– А зачем вообще жить?
– Вот и я все думаю: а зачем жить? Глупую я прожил жизнь, Наставник. Дурацкую какую-то… Болтался все время как дерьмо в проруби – ни вверх, ни вниз. Сначала за идеи какие-то сражался, потом – за дефицитные ковры, а потом совсем уже ополоумел… людей вот погубил…
– Ну-ну-ну, это несерьезно, – сказал Наставник. – Люди всегда гибнут. При чем же тут вы?.. Вы начинаете новый этап, Андрей, и на мой взгляд – решающий этап. В известном смысле даже хорошо, что все получилось именно так. Рано или поздно все это с неизбежностью должно было произойти. Ведь экспедиция была обречена. Но вы могли бы погибнуть, так и не перейдя этого важного рубежа…
– Что же это за рубеж, интересно? – произнес Андрей, усмехаясь. Он повернулся к Наставнику лицом. – Идеи уже были – всякая там возня вокруг общественного блага и прочая муть для молокососов… Карьеру я уже делал, хватит, спасибо, посидел в начальниках… Так что же еще может со мной случиться?
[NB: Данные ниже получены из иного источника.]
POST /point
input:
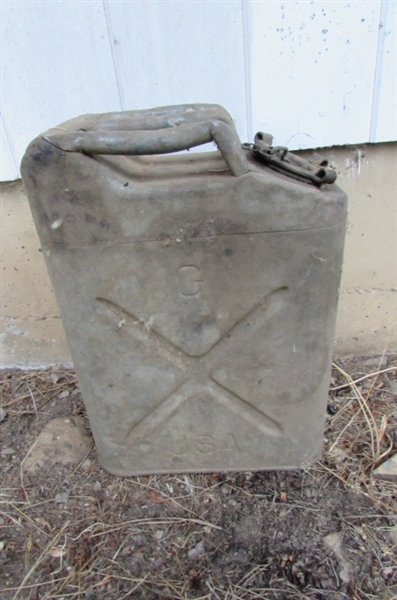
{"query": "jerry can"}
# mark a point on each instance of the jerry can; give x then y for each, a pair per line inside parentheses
(198, 292)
– Понимание! – сказал Наставник, чуть повысив голос.
– Что – понимание? Понимание чего?
– Понимание, – повторил Наставник. – Вот чего у вас еще никогда не было – понимания!
– Понимания этого вашего у меня теперь вот сколько! – Андрей постукал себя ребром ладони по кадыку. – Все на свете я теперь понимаю. Тридцать лет до этого понимания доходил и вот теперь дошел. Никому я не нужен, и никто никому не нужен. Есть я, нет меня, сражаюсь я, лежу на диване – никакой разницы. Ничего нельзя изменить, ничего нельзя исправить. Можно только устроиться – лучше или хуже. Все идет само по себе, а я здесь ни при чем. Вот оно – ваше понимание, и больше понимать мне нечего… Вы мне лучше скажите, что я с этим пониманием должен делать? На зиму его засолить или сейчас кушать?..
Наставник кивал.
– Именно, – сказал он. – Это и есть последний рубеж: что делать с пониманием? Как с ним жить? Жить-то ведь все равно надо!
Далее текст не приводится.